WWI & WWII historical and educational flight simulator - joaquingrech

Hi guys,
We are making a flight simulator that won't be the usual shoot-them-all. It will include actual real stories from WWI and WWII veterans. Their children and grandchildren wrote to us with them.
The project is looking for funding, we made a short video and this is our first kickstarter campaign. We hope you like it and can help us out a bit to get the word out or with pledges :)
http://www.kickstarter.com/projects/echoboomapps/dogfight-elite
======
brudgers
I am reminded of two games: Falcon [3.0] and Secret Weapons of the Luftwaffe.
Each points to a different gameplay problem with combat flight simulation.

Falcon 3.0 was increasingly harder to fly as the simulation became more
accurate. It's a fact. F-16's are hard to fly.

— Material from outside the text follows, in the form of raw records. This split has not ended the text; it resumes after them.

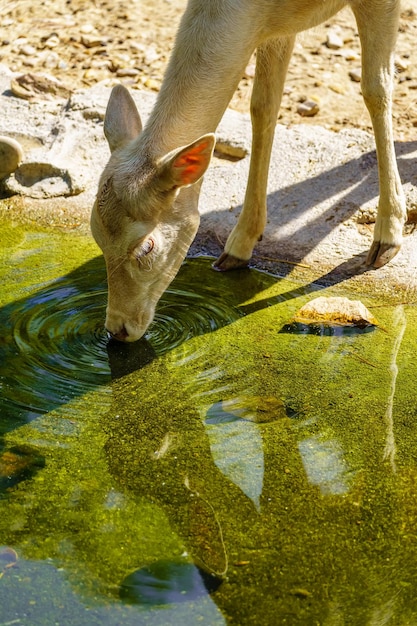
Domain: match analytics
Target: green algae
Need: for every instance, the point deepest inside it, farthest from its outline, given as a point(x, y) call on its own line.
point(283, 465)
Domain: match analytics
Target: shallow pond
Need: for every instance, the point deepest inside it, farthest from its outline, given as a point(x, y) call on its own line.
point(224, 470)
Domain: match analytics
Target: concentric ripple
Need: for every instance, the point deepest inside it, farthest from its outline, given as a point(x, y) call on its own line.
point(184, 313)
point(55, 348)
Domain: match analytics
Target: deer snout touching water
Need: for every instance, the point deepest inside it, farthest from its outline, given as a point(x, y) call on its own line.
point(146, 213)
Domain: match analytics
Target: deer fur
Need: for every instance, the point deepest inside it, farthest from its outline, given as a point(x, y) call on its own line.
point(146, 216)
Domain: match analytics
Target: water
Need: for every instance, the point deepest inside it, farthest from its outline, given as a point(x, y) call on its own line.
point(229, 468)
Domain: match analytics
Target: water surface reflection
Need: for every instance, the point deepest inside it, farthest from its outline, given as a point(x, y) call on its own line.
point(242, 476)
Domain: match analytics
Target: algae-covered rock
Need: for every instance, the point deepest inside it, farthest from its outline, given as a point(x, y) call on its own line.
point(335, 311)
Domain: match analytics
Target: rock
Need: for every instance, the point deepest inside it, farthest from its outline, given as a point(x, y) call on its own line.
point(334, 41)
point(335, 311)
point(11, 155)
point(35, 86)
point(401, 64)
point(356, 75)
point(37, 179)
point(309, 108)
point(230, 148)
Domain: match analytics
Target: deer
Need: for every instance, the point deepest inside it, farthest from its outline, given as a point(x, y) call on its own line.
point(145, 215)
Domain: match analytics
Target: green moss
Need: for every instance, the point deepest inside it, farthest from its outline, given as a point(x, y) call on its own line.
point(283, 465)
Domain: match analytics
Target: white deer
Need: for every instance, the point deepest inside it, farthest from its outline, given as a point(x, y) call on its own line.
point(146, 215)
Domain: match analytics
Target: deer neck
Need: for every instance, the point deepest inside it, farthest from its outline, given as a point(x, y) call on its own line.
point(199, 82)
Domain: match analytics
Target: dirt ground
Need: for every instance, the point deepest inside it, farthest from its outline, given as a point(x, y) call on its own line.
point(82, 42)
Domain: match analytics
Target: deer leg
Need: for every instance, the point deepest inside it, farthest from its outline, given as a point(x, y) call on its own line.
point(377, 28)
point(271, 67)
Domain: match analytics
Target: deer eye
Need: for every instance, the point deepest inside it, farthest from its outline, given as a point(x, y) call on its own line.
point(145, 248)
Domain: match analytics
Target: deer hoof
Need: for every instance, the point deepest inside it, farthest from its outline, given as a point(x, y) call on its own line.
point(227, 262)
point(381, 253)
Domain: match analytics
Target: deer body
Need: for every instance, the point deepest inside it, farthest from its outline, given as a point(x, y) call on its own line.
point(146, 213)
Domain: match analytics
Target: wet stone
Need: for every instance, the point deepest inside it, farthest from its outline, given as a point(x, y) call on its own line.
point(11, 155)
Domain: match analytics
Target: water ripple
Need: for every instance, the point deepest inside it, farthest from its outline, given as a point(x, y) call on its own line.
point(55, 347)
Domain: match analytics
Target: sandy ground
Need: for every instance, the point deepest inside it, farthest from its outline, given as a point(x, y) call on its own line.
point(83, 42)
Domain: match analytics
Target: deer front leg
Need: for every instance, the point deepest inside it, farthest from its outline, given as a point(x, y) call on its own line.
point(271, 67)
point(377, 30)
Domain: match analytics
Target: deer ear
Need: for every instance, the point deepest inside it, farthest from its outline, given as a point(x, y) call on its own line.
point(122, 121)
point(187, 165)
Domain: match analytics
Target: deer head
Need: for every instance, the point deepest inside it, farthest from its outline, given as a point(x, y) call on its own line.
point(145, 215)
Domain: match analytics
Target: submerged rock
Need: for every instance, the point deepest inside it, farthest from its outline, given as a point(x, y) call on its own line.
point(11, 155)
point(335, 311)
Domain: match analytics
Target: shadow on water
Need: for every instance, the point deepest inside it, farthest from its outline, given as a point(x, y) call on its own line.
point(218, 471)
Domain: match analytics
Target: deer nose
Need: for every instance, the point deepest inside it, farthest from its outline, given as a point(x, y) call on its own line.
point(121, 334)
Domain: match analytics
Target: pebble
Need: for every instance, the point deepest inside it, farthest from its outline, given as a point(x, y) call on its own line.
point(28, 50)
point(309, 108)
point(334, 41)
point(33, 86)
point(356, 75)
point(11, 155)
point(401, 64)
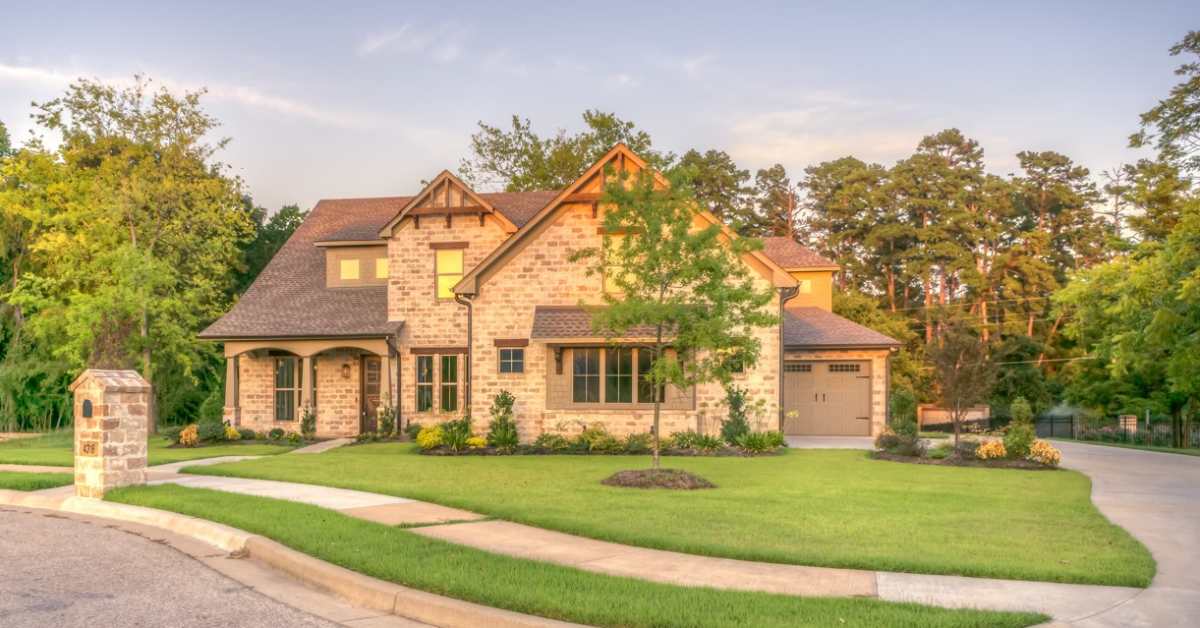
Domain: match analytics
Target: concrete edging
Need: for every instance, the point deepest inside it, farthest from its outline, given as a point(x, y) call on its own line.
point(357, 588)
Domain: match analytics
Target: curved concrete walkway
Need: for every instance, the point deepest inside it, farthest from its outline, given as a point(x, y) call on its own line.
point(1062, 602)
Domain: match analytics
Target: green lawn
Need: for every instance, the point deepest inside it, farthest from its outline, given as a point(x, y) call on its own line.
point(833, 508)
point(34, 482)
point(1131, 446)
point(54, 449)
point(527, 586)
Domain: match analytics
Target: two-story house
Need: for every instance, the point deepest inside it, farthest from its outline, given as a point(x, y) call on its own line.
point(437, 301)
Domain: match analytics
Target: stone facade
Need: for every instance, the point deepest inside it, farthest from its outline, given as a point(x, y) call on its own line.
point(543, 274)
point(111, 430)
point(337, 396)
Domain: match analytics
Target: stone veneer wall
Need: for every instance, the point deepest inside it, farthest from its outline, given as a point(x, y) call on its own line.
point(879, 359)
point(541, 274)
point(337, 398)
point(429, 321)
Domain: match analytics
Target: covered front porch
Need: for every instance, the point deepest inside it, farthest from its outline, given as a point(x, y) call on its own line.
point(270, 383)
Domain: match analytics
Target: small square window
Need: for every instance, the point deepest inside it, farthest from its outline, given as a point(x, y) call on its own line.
point(513, 360)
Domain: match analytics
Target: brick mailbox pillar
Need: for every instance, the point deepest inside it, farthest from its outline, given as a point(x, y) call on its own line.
point(112, 429)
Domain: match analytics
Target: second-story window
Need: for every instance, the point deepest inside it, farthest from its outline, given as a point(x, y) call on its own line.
point(448, 271)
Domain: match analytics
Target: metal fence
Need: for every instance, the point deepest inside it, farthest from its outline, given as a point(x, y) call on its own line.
point(1153, 432)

Many of SWotL's combat missions were long when flying from the allied side,
even with time acceleration - it's a long way from England to Schweinfurt.
Then it's a long way back.

A game needs to cut through the ordinariness of reality. Not simulate it.

Good Luck.

<http://en.wikipedia.org/wiki/Falcon_%28video_game_series%29>

<http://en.wikipedia.org/wiki/Secret_Weapons_of_the_Luftwaffe>